What drive systems will people choose tomorrow?
Such a line would most likely produce combustion engines, since Audi plans to launch a combustion-engine SUV called the Q9 in the U.S. next year. Overall, Döllner says, the American market is moving in a different direction from China. In recent months, sales of electric models there have fallen. “Not surprising, since the $7,500 government subsidy for electric cars has been scrapped, and instead combustion engines may now qualify for a $3,000 tax credit.”
What driving solutions will people choose tomorrow? This is the next uncertainty, not only in the U.S. but worldwide. Döllner’s predecessor Markus Duesmann had pledged to phase out combustion engines at Audi by 2033. Döllner has walked back that deadline. “Because we simply cannot foresee what the rules will be around the world,” he says.
Just recently they unveiled a series of new combustion-engine models as well as plug-in hybrids. They want to “remain flexible.” For now, that should help the figures. According to Döllner, only at the end of the decade will it be possible to earn as much from an electric car as from a gasoline or diesel.
A dangerous loop
German rivals are increasingly calling a delay of the European ban on combustion engines, slated for 2035. These targets are “simply no longer achievable in today’s world,” Mercedes CEO Ola Källenius, who also heads the European Automobile Manufacturers’ Association, recently wrote to EU Commission President Ursula von der Leyen, who plans to consult the industry on the matter shortly.
Döllner takes a different view.
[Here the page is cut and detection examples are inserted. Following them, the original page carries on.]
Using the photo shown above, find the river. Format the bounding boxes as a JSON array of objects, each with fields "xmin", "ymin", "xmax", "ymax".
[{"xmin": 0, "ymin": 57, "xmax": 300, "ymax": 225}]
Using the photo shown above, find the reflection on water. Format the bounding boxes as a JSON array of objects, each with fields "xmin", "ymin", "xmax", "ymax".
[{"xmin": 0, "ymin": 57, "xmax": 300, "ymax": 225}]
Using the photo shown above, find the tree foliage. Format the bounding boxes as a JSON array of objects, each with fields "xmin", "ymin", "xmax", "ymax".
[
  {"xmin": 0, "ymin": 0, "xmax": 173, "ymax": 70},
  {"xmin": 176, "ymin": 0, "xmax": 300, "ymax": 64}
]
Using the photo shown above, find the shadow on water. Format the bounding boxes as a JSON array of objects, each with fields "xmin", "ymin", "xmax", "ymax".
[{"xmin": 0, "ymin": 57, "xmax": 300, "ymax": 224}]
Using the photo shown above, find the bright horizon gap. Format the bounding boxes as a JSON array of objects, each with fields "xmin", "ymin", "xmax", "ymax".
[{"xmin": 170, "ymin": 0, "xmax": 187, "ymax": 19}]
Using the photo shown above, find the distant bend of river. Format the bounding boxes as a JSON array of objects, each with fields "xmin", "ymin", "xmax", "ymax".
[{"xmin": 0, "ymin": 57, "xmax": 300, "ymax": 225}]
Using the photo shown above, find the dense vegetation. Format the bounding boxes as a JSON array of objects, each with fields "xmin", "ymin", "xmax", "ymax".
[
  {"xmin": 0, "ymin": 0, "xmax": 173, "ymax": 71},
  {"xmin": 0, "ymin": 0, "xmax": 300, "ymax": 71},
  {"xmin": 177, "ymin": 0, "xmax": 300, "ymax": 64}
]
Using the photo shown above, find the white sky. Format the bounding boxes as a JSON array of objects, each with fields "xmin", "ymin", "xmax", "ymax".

The U.S. is shaky, he says, but in Europe, a full switch to electric mobility is still realistic. “I want clarity and stability,” he says. “Partly because of something people often forget: decarbonization is about protecting our climate.”
So is it too difficult? “We can do it if e-mobility becomes more attractive, meaning electricity prices come down in the long term.” One sign that Audi is serious, Döllner points out, is this new car. It will be offered only as an electric model.